First: Some secrets shouldn’t be kept. You are right that both kids are troubled. Your daughter may feel safer now that she is sleeping in your room, but that doesn’t make the impact of the situation go away. My guess is that she is upset with herself for not telling you right away and upset with her brother for violating her trust.
Your daughter needs to be told that pretending to sleep when she was being assaulted is a normal response. She didn’t know what to do. Why would she? So she just froze. It’s what kids in such a situation often do. That is not something to feel guilty about.
She shouldn’t feel guilty about telling you either.

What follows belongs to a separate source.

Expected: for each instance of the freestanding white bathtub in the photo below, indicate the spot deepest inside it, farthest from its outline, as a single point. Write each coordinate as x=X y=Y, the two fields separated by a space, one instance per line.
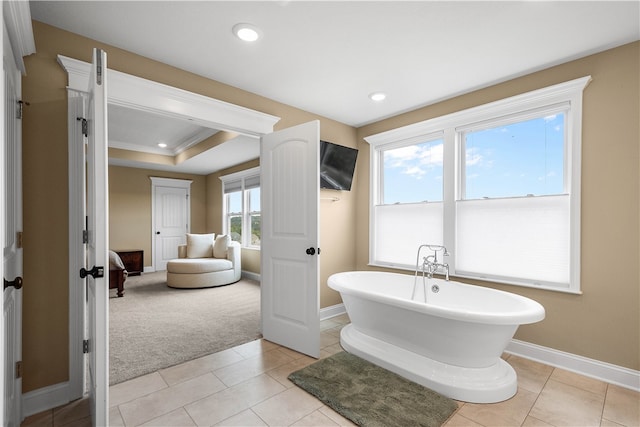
x=451 y=344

The most caring thing she could do for the entire family was to tell. Please — tell her that you are going to talk with her brother and get to the bottom of what this is about. Denial of the situation won’t guarantee that it will stop nor will it get him the help he needs.

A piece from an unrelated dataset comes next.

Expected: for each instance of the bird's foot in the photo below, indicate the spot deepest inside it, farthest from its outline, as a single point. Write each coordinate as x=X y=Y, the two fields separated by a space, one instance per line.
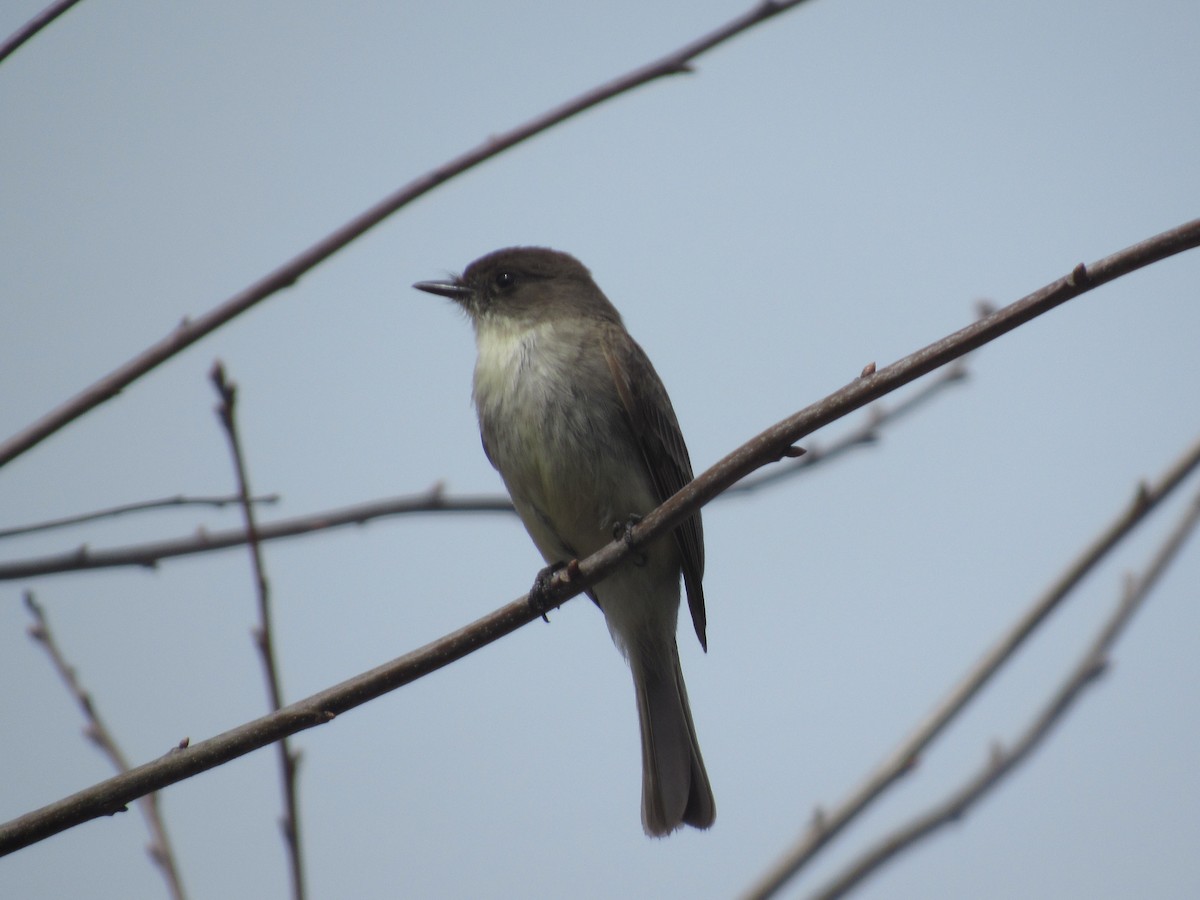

Then talk to your son. Don’t put it off. Approach it with as much compassion as you can muster despite your justifiable anger. He already knows that what he did was unacceptable. Unless he is mentally ill, he feels guilty about it. He knows he needs help. One thing to ask him is if someone has sexually hurt him. Often kids who abuse other kids are acting out something that happened to them.
Ever since you moved her to your room, everyone in the family must know that something is up. It won’t surprise either of the kids that you looked for advice here or that you will insist that everyone get into some therapy.
Find a therapist who specializes in adolescents and sexual abuse. The therapist will do an evaluation and will give you guidance about what to do next. Please don’t try to go it alone. You need support as well as practical help so that you can help both of your kids — and deal constructively with your own shock and distress about the situation.
I wish you well.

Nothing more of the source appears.